No really, this is my LinkedIn password:
Well it was my LinkedIn password until earlier today when it became apparent that LinkedIn had suffered what could only be described as a massive security breach. The disclosure of 6 million passwords used in one of the world’s premier social networking sites is nothing short of astonishing.
But what’s also astonishing is that this exercise once again demonstrates that we, as users, are continuing to choose outrageously stupid passwords. How do I know this? Take a look at leakedin.org and try something obvious:
And here it is:
Now try your old LinkedIn password which, of course, you’ve already changed. Don’t worry, the site hashes it in the browser then sends the hash to the server to match against the LinkedIn breach. Still don’t trust it? Is that because you’re concerned about the other places you’ve used that password? And therein lies the problem.
Password strength basics
For the purpose of this post, it doesn’t particularly matter how the LinkedIn passwords were obtained, all that matters is that they were. Several security researchers have verified the presence of their passwords in the dump and these are now accessible to anyone who wants to go and grab a copy.
This is what tends to happen when sites get breached: suddenly all the accounts are out there for one and all to see and there’s a long queue of people lined up waiting to see what your password choice is. Chances are you’ve used it somewhere else before and guess what that means? Yep, suddenly you start tweeting about Acai berries.
LinkedIn weren’t entirely negligent with the way they stored password, just mostly negligent! What they did is use a cryptography practice which makes it exceptionally easy to expose weak passwords. What’s a weak password? It’s a password which doesn’t adhere to these three tenets:
- Uniqueness: You haven’t used it anywhere else before. Ever.
- Randomness: It doesn’t adhere to a pattern and uses a combination of upper and lowercase letters, numbers and symbols.
- Length: It has as many characters as possible, certainly at least a dozen.
When your password doesn’t follow these three basic practices it becomes vulnerable to “brute force” or in other words, a hacker who has hold of a password database has a much greater chance of exposing even cryptographically stored passwords.
How? Well in terms of uniqueness, the password could well be found in a password dictionary. For example, you would not want to use the password ”correct horse battery staple” as this is now well known. Likewise many other password combination – regardless of randomness and length – appear in these dictionaries and can be easily matched to even a cryptographically stored version such as in the case of LinkedIn. Character substitutions such as “p@ssw0rd” (or similar variants) are also popular dictionary entries.

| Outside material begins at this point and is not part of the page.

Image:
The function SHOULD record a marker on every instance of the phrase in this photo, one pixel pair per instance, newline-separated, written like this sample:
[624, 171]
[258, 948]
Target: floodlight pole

Randomness and length all come down to probability; the more likely your password is to fall within a very limited range, the more likely it is to be cracked. What range are we talking about? Based on previous analysis, six to eight characters and entirely uppercase or lowercase covers a vast spectrum of passwords. The speed at which these passwords can be “cracked” is exceptionally fast due to their predictability of falling within such a constrained range.
remember store passwords
If you can remember your (new) LinkedIn password, you’ve chosen poorly. Either that or you’re doing your other passwords wrong because you simply cannot remember unique, random, long passwords. You might get two out of three – perhaps randomness and length – but you can’t do that for each of your accounts so there goes your uniqueness.
Screwy memory patterns don’t work – the only secure password is the one you can’t remember. I’ve heard every memory pattern under the sun and they are consistently complex, verbose or impractical.
So why am I sharing my (old) LinkedIn password?
Because I can. Because the password was randomly generated and used absolutely nowhere else. Once changed, that old password holds zero value. Anywhere. If you can’t say the same thing about your (old) LinkedIn password then it means you now have a problem you need to go away and fix.
Having a password manager and using it correctly is a liberating experience. It makes the difference between a breach like LinkedIn being nothing more than a minor inconvenience versus a potentially serious episode with the real possibility of identity theft and other nasty consequences.
At the time of writing, the LinkedIn breach consists of “only” 6.5 million passwords (they have 150 million registered users), and as yet, there have been no usernames or email addresses publicly released. Chances are though that these will soon follow and the folks that haven’t been applying that unique / random / long trio will get a crash course in why password selection is important.